Interest rates. Money isn't free anymore. It's still not super expensive but it's 5x more expensive than what it used to be since 2008.

[–] [email protected] 5 points 2 years ago (1 children)

This is the answer. The age of free money is over and now we are seeing the effect; rampant inflation and high interest rates. The chickens come home to roost, always.

As a result, the burn rate and runway is starting to be factors in all businesses that aren’t making a profit.

[–] [email protected] 1 points 2 years ago

Yep, VCs are unwilling to just fund any old thing hoping they'll hit the lottery right now when money is "expensive".

[–] jennwiththesea 2 points 2 years ago

Thank you for answering the "why now, and why so suddenly" part. I've been really confused by this, too. Expensive money makes a lot of sense.

[–] [email protected] 7 points 2 years ago

2022-'23 really has been the year of enshitification

But I think it all started with Tumblr

[–] CavalierAlbatross 7 points 2 years ago (1 children)

A few companies open the floodgates and takes a lot of the blame, flak, and focus (see: Netflix, Twitter). Other companies can seize the moment and ride the wave to potentially increase profits with less blowback than they might otherwise receive.

[–] Eddyzh -1 points 2 years ago* (last edited 2 years ago)

I mean Netflix has the community and producers thing and all but starting charging money for shared accounts and offering a cheaper version with adds is not really enshittificstion to me.

The deliver a service I pay for. That's ok.

[–] [email protected] 2 points 2 years ago

I think you mean dialer.

Many companies are realizing they can screw their users over and turn a profit for their actual bosses, the shareholders. Whether that's true only time will tell.

[–] [email protected] 1 points 2 years ago

Many companies are getting more aggressive against their customers, and in the end it feels like the internet as it used to be is really dying, and we might end up with the whole “dead internet theory” becoming reality. I don’t know it just feels very depressing.
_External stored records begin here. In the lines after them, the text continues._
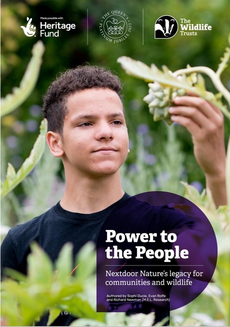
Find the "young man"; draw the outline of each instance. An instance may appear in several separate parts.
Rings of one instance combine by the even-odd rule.
[[[119,168],[129,152],[121,89],[117,76],[103,68],[90,66],[66,71],[49,87],[43,106],[44,116],[48,120],[47,142],[52,155],[62,158],[65,191],[60,202],[46,213],[9,232],[2,246],[2,268],[9,267],[26,274],[26,259],[32,240],[40,244],[53,261],[66,242],[74,244],[76,255],[88,241],[97,243],[102,225],[121,207],[131,217],[132,228],[137,226],[138,232],[143,227],[143,220],[137,219],[135,224],[132,222],[131,213],[134,210],[144,212],[149,208],[123,191],[119,176]],[[180,110],[185,110],[184,106],[188,105],[191,111],[206,112],[203,106],[201,108],[202,104],[206,106],[206,103],[189,98],[192,100],[183,97],[183,100],[180,100],[182,102],[178,103],[182,106],[172,112],[175,121],[183,118]],[[217,112],[213,107],[209,109]],[[206,107],[205,110],[208,111]],[[191,132],[192,130],[191,127]],[[204,138],[194,138],[199,148]],[[218,142],[222,144],[222,138],[221,130],[216,137],[217,144]],[[203,153],[197,152],[197,160],[202,161],[199,158]],[[207,154],[205,159],[208,161],[207,157]],[[209,160],[211,162],[211,157]],[[219,171],[215,165],[213,170],[212,174]],[[207,171],[207,176],[212,174]],[[213,180],[210,178],[209,180]],[[214,186],[220,187],[218,182],[210,183],[212,190]],[[182,225],[190,222],[167,207],[151,209],[150,216],[149,221],[144,224],[146,231],[159,234],[162,230],[179,230]],[[114,226],[116,224],[115,221]],[[155,322],[168,315],[168,307],[163,311],[156,309]],[[70,315],[60,316],[53,325],[68,325],[74,319]],[[46,322],[45,317],[38,325],[44,325]]]

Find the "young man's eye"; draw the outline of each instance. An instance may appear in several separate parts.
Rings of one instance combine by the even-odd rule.
[[[85,122],[85,123],[81,123],[81,124],[79,124],[78,126],[82,127],[87,127],[91,126],[91,124],[89,122]]]
[[[114,124],[114,125],[121,125],[122,124],[122,122],[120,120],[115,120],[113,122],[113,124]]]

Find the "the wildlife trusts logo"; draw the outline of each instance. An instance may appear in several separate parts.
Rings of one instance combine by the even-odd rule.
[[[20,26],[23,30],[27,36],[33,36],[36,33],[36,27],[31,24],[32,18],[27,17],[27,24],[26,26]]]
[[[155,23],[155,39],[170,39],[178,30],[178,24],[173,17],[168,15],[162,16]]]
[[[126,14],[119,10],[112,10],[102,17],[99,31],[108,41],[117,43],[125,40],[131,31],[132,24]]]

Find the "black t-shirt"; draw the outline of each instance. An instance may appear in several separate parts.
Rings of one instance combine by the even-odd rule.
[[[44,214],[9,230],[1,246],[2,274],[4,275],[4,268],[6,267],[26,274],[27,257],[30,252],[30,244],[32,241],[40,244],[52,262],[57,259],[61,248],[67,242],[74,244],[75,256],[87,242],[93,241],[97,243],[101,227],[109,216],[112,215],[115,217],[114,226],[118,223],[118,229],[122,231],[122,222],[120,219],[117,220],[116,217],[119,217],[121,212],[132,213],[137,209],[139,218],[133,223],[132,221],[130,223],[135,228],[137,226],[139,233],[145,230],[145,226],[149,228],[151,225],[152,230],[169,230],[180,228],[190,222],[186,216],[167,206],[149,206],[127,194],[108,208],[91,214],[67,211],[62,208],[59,202]],[[132,219],[132,214],[128,216]],[[127,224],[123,225],[126,228]],[[123,232],[127,230],[125,229]],[[167,312],[163,315],[161,313],[157,317],[156,312],[155,322],[168,315],[169,312]],[[47,319],[46,316],[36,324],[46,325]],[[75,319],[69,315],[60,315],[51,325],[69,325]]]

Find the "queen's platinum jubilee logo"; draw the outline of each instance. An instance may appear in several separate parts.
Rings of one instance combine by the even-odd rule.
[[[129,36],[131,29],[129,16],[119,10],[112,10],[105,13],[99,24],[102,36],[113,43],[125,41]]]

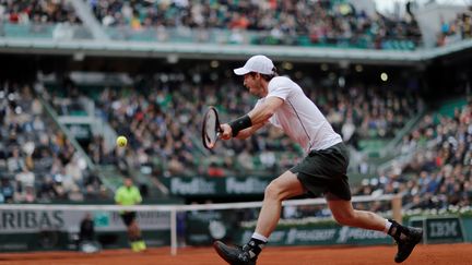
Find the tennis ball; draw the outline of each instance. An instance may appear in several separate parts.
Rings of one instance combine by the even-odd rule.
[[[118,147],[125,147],[128,144],[128,140],[125,136],[118,136],[117,137],[117,145]]]

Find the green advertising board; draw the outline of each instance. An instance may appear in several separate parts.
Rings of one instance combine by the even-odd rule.
[[[263,195],[272,179],[267,177],[173,177],[163,183],[176,196],[247,196]]]
[[[415,217],[411,226],[424,229],[424,243],[464,242],[464,230],[459,217]]]

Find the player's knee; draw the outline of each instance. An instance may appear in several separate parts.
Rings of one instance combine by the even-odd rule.
[[[268,198],[268,200],[280,200],[281,194],[282,194],[281,186],[276,182],[272,181],[266,188],[264,198]]]

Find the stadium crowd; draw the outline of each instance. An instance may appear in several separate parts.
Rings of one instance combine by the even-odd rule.
[[[233,43],[247,41],[241,32],[250,31],[263,33],[250,39],[252,44],[323,44],[381,49],[393,48],[392,41],[404,40],[410,45],[405,47],[413,49],[421,37],[411,13],[405,19],[380,13],[368,15],[347,1],[91,0],[88,3],[105,26],[135,31],[157,27],[160,34],[165,34],[166,28],[179,27],[229,29]]]
[[[437,46],[446,46],[468,38],[472,38],[472,7],[469,11],[459,13],[452,21],[441,20]]]
[[[99,113],[118,134],[128,135],[130,148],[105,154],[106,148],[96,148],[104,144],[103,138],[96,137],[97,142],[90,145],[96,164],[119,161],[122,168],[151,167],[155,174],[165,177],[225,177],[276,172],[294,165],[303,153],[274,127],[246,141],[221,142],[222,148],[204,153],[200,113],[205,107],[215,106],[225,121],[250,110],[256,99],[228,79],[191,83],[178,74],[166,76],[165,82],[154,80],[135,87],[103,89],[96,99]],[[316,86],[307,93],[355,147],[359,140],[393,137],[422,108],[418,95],[404,89],[361,84],[339,89]],[[208,155],[210,162],[202,159]]]
[[[405,208],[448,209],[472,202],[472,103],[453,117],[424,117],[404,137],[403,154],[412,154],[378,178],[364,180],[356,195],[402,194]],[[378,204],[380,206],[380,204]]]
[[[0,202],[83,201],[99,179],[45,112],[32,85],[0,86]]]
[[[96,136],[90,144],[88,156],[96,164],[151,167],[157,177],[186,176],[190,168],[196,169],[191,176],[224,177],[237,173],[229,170],[233,168],[244,173],[257,168],[255,157],[266,172],[296,162],[294,157],[298,157],[299,150],[273,128],[261,132],[268,137],[222,142],[224,146],[210,154],[210,162],[203,162],[199,113],[205,106],[214,105],[222,120],[232,119],[250,109],[255,99],[229,79],[204,84],[184,80],[187,79],[176,74],[141,84],[146,89],[137,85],[99,92],[95,99],[99,116],[119,134],[128,136],[129,148],[125,152],[111,148],[107,154],[103,140]],[[418,105],[415,104],[421,101],[415,95],[385,93],[371,86],[352,85],[344,89],[320,86],[307,91],[343,135],[341,124],[349,123],[353,117],[356,117],[352,123],[357,125],[354,130],[359,137],[394,135],[394,130],[416,113]],[[48,97],[48,93],[43,95]],[[54,97],[51,94],[49,99],[52,101]],[[82,201],[104,195],[98,178],[86,169],[83,158],[47,117],[31,86],[3,83],[0,99],[2,202]],[[402,193],[410,208],[470,205],[472,104],[457,109],[452,118],[437,120],[425,116],[418,128],[404,137],[402,153],[414,156],[401,170],[396,168],[365,180],[353,194]],[[375,133],[363,133],[363,124]],[[384,209],[385,206],[369,207]],[[312,213],[315,209],[298,210]]]
[[[64,0],[0,0],[0,24],[81,23],[73,7]]]

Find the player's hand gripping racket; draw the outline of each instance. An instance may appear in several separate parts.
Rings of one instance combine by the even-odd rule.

With all the distributed social networks getting popular only among tech-literate people it feels like we're getting a reverse- Eternal September as well.

[–] [email protected] 1 points 2 years ago

Many companies are getting more aggressive against their customers

Oh no, they are getting more friendly to their customers. The thing is, you’re not the customer, the ad companies are the customers. You’re the product they’re selling. And they want to improve the product by controlling it more.